Hace un tiempo un psicólogo español realizó un simple y elegante experimento, les pidió a diferentes personas que vinieran con la gente más próxima y cercana a cada uno de ellos. Luego los interrogaba, largamente, sobre la relación entre ellos y entre medio de las preguntas indagaba sobre la frecuencia de sus encuentros, finalmente los reunía por grupos para anunciarles cuánto tiempo más se verían antes de morir.
La respuesta uniforme, era el desconcierto y la negación de estar confrontados con algo que conocemos perfectamente, pero preferimos ignorar, y es que, desde el instante de nuestro nacimiento, empieza a correr el reloj de nuestra partida, y que la haremos como llegamos: solos. Esa característica que es la que nos permite al mismo tiempo imaginar nuestra vida, en la que podría no haber un devenir si imaginamos la muerte como constante, queda interrumpida un día por una visita al médico, o por una llamada que nunca quisiéramos recibir, o una noticia sin tiempo.
Esa noticia ocurrió hoy. Con la no sorprendente -y tantas veces anunciada- noticia de la muerte de Diego Armando Maradona. Las sucesivas resurrecciones esta vez habían llegado a su fin, y ese ser ahora entrará a tener su historia reescrita por todos, ya que a todos nos pertenecía en apariencia cuando se convertía en motivo de tantas opiniones como juicios posibles. Es decir, pasará a lo que los antiguos consideraban un Dios o semi Dios mítico, sujeto a las más diversas interpretaciones.

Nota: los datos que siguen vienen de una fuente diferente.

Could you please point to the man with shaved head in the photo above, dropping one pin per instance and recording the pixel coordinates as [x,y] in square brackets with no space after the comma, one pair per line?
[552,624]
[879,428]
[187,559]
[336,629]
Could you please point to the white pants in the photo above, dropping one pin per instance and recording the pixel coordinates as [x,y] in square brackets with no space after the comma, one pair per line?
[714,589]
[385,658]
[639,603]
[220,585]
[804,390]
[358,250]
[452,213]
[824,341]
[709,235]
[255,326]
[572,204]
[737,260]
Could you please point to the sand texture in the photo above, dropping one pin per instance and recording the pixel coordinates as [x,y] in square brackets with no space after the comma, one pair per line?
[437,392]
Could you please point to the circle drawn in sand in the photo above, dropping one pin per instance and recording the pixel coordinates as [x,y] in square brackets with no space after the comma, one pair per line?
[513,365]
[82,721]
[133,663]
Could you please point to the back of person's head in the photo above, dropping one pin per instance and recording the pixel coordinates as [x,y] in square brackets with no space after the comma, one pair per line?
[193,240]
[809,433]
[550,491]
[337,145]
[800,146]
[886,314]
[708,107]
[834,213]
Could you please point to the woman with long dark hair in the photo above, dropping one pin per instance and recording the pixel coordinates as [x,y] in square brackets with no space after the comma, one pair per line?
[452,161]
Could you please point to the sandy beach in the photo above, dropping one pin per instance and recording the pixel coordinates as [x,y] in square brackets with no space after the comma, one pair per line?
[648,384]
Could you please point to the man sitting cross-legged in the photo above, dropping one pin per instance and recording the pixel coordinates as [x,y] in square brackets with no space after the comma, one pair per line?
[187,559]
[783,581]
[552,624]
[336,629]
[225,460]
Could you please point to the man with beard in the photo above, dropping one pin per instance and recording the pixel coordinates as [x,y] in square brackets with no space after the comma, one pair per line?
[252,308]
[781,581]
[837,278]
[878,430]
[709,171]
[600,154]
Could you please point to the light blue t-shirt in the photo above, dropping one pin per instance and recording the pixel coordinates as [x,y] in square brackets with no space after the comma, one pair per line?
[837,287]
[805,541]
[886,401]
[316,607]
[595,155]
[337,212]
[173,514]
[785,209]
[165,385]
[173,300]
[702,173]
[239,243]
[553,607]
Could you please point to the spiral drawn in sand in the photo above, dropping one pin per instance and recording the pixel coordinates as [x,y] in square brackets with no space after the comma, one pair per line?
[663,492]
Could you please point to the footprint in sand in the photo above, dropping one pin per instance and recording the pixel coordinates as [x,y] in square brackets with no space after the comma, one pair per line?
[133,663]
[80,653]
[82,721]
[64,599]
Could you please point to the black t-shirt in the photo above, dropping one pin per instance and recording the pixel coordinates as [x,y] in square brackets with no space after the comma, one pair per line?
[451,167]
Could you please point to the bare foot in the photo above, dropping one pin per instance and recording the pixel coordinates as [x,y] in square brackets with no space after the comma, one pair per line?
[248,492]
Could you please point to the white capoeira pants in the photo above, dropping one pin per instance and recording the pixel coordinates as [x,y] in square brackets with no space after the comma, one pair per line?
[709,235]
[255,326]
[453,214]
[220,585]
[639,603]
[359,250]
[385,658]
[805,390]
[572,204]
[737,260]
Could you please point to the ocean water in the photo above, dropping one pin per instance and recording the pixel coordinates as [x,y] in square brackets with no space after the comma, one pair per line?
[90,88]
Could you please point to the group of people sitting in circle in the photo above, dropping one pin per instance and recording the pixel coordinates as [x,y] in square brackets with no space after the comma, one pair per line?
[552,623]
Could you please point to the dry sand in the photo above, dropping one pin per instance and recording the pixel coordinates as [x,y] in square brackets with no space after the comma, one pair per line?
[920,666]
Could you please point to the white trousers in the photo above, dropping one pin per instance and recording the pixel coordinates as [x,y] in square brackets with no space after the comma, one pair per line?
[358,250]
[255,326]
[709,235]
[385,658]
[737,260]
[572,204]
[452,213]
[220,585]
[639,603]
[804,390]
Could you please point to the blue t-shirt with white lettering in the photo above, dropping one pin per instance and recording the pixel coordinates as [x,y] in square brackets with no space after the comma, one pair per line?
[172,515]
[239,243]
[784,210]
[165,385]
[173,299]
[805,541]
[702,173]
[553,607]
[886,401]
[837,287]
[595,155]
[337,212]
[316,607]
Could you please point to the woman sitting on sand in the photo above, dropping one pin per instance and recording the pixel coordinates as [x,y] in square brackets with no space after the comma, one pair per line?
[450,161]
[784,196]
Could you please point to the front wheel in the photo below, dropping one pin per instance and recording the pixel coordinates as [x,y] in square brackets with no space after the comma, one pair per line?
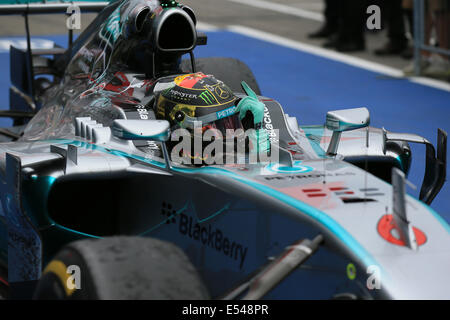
[120,268]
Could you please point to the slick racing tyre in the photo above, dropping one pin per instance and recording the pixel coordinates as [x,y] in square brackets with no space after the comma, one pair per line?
[229,70]
[120,268]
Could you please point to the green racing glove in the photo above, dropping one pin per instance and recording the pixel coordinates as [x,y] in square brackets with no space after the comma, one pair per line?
[251,103]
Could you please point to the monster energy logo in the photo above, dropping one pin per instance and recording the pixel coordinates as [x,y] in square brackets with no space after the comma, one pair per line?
[207,96]
[112,27]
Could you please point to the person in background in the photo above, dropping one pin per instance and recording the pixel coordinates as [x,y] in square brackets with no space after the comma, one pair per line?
[437,16]
[397,43]
[331,24]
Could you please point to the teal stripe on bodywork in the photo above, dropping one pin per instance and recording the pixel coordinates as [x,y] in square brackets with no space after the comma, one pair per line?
[318,132]
[312,212]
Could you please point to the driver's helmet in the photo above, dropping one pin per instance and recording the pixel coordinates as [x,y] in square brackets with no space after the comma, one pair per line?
[199,98]
[202,105]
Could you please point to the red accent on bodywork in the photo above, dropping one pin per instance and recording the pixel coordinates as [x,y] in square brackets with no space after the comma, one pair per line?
[311,190]
[4,281]
[386,225]
[338,188]
[317,194]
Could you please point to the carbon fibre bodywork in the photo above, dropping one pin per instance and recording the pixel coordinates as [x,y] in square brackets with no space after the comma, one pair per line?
[68,177]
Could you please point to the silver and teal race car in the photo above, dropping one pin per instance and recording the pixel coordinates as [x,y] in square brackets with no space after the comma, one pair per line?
[94,205]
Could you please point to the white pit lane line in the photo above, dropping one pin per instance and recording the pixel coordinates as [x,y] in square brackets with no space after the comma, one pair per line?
[336,56]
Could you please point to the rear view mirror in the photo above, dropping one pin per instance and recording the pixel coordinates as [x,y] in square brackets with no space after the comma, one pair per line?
[345,120]
[154,130]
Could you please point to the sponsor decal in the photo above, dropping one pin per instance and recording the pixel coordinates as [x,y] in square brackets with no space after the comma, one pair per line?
[143,112]
[223,94]
[296,168]
[212,237]
[182,95]
[227,112]
[308,176]
[207,235]
[267,123]
[207,97]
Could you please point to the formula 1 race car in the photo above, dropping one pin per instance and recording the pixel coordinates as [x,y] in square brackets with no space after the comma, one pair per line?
[94,204]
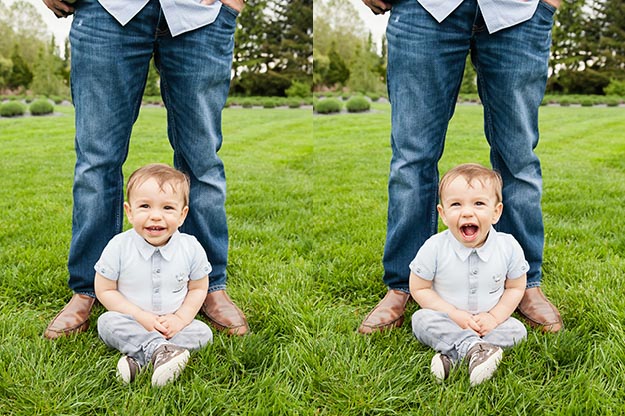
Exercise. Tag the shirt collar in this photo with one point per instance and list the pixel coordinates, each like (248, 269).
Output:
(483, 252)
(147, 250)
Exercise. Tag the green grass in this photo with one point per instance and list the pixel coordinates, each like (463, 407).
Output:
(307, 221)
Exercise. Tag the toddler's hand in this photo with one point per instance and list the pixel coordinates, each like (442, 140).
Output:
(171, 323)
(464, 319)
(486, 321)
(149, 321)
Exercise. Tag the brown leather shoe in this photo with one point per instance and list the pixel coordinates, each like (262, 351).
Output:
(539, 312)
(73, 318)
(388, 314)
(219, 309)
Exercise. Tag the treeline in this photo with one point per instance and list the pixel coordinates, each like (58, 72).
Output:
(588, 53)
(273, 51)
(30, 60)
(274, 54)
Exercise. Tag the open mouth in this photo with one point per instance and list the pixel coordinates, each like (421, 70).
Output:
(469, 231)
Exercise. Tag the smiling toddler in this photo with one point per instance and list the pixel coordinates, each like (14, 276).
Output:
(152, 279)
(469, 278)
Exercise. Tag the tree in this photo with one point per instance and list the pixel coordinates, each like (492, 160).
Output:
(273, 47)
(337, 73)
(21, 75)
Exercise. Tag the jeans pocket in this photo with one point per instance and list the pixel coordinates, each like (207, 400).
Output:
(230, 10)
(551, 8)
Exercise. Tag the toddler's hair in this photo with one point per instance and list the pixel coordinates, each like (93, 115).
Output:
(471, 172)
(164, 175)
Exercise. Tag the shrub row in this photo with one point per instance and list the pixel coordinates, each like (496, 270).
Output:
(16, 108)
(356, 104)
(269, 102)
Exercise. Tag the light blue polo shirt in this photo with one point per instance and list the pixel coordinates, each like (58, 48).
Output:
(153, 278)
(471, 279)
(181, 15)
(498, 14)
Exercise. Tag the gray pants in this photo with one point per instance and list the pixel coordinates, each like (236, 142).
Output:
(129, 337)
(439, 331)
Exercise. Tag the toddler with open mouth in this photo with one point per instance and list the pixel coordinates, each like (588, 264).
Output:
(469, 278)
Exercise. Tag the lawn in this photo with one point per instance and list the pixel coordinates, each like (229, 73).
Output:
(307, 226)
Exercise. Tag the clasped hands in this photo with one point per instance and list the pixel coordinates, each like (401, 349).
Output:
(168, 325)
(482, 323)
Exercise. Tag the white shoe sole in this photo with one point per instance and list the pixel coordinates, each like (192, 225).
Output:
(437, 367)
(170, 370)
(485, 370)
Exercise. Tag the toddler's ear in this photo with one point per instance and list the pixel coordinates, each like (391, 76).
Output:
(183, 215)
(441, 213)
(128, 211)
(497, 213)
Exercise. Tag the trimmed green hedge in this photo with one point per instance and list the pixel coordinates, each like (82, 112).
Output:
(328, 105)
(41, 107)
(357, 105)
(12, 109)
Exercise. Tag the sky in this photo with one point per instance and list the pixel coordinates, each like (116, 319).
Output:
(60, 27)
(376, 24)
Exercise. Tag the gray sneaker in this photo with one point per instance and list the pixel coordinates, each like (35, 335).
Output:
(440, 366)
(168, 361)
(483, 361)
(127, 369)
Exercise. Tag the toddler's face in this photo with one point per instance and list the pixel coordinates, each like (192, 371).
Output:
(469, 210)
(155, 213)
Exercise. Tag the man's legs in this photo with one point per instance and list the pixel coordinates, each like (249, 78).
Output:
(425, 66)
(109, 68)
(512, 69)
(195, 78)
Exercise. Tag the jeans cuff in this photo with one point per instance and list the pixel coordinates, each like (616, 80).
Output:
(215, 288)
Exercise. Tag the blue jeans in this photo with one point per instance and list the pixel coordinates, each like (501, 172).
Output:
(129, 337)
(438, 331)
(109, 70)
(426, 62)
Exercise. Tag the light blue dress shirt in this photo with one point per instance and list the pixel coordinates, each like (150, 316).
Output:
(498, 14)
(181, 15)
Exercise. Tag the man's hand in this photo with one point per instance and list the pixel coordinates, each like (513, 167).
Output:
(233, 4)
(59, 8)
(554, 3)
(377, 6)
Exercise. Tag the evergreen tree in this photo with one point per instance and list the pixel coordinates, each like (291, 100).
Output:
(21, 76)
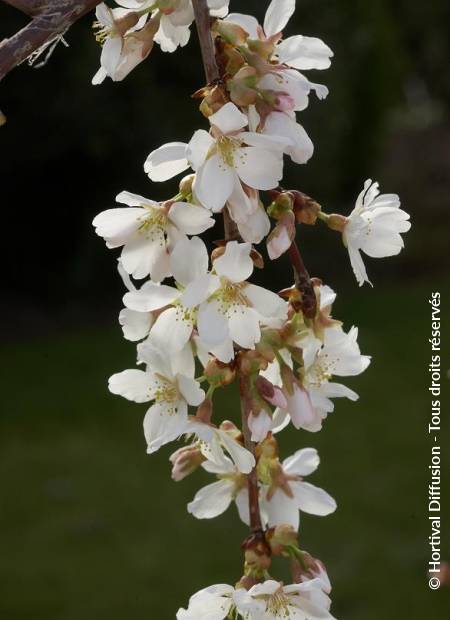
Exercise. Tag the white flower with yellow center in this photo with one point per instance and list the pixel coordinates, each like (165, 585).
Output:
(170, 383)
(213, 499)
(212, 603)
(126, 38)
(235, 310)
(222, 158)
(272, 600)
(309, 401)
(148, 230)
(374, 227)
(175, 17)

Sin duda aparecerán aquellos que se apoderarán de una parte de su ser, contando ese fragmento de la memoria que poseen. El mito nos pertenece a todos y al igual que estos ofrece las más diversas interpretaciones.
Todos tendrán una parte de Diego, el mito, a tal punto que en medio de una pandemia global y de protocolos que impidieron despedir a los seres queridos de miles de personas, se harán funerales nacionales y multitudinarios en todo el globo, con los honores de un jefe de estado, aún más, de un rey atemporal. Es que Diego, el mito, vivió rodeado de todo y de todos, sin provocar la indiferencia de nadie.
Ninguna de las visitas que recibió de las Parcas en todos sus años y que eficazmente “gambeteó”, tan bien como cuando lo hacía en las canchas, había logrado su cometido. Por eso de alguna manera, todos creímos que ese momento nunca iba a llegar.
Fuimos espectadores del Diego 360° y global, ofrendando todo lo que tenía para dar en sus últimos años inclusive su ser, su salud, su cuerpo; lo veíamos caer, pero siempre creímos que se iba a levantar…como en los partidos.
La salud de Diego fue una segunda saga, que posiblemente disfrutamos, vergonzosa, pero irresistiblemente, quizás, más que la primera. Aquí el mito cumplía las funciones de tal, y estaba como todos los héroes, dioses y semidioses, frente a un destino al cual se enfrentaba solo.
En su calidad de mito, inevitablemente no se le concedió la posibilidad de la compasión o la subjetividad del hombre y así estuvo solo. Nadie podía con Diego, era la frase recurrente, en realidad quizás Diego, el hombre había sido olvidado, excepto entre sus más próximos y queridos, a los cuales el mito lo había relegado.
Como Jano, en sus dos facetas, faltaba la unidad del hombre o quizás simplemente estaba solo. Ese hombre quizás nunca pudo ser protegido del mito, del dios, que se lo impulsaba a ser.
El ídolo, el mito será velado con rituales multitudinarios, el hombre vivió sus últimos años y murió, solo, como los dioses olvidados.
*Enrique De Rosa (MN 63406) es médico forense, neurólogo y psiquiatra. Aquí se refiere y analiza por qué un ídolo llega a morir en soledad.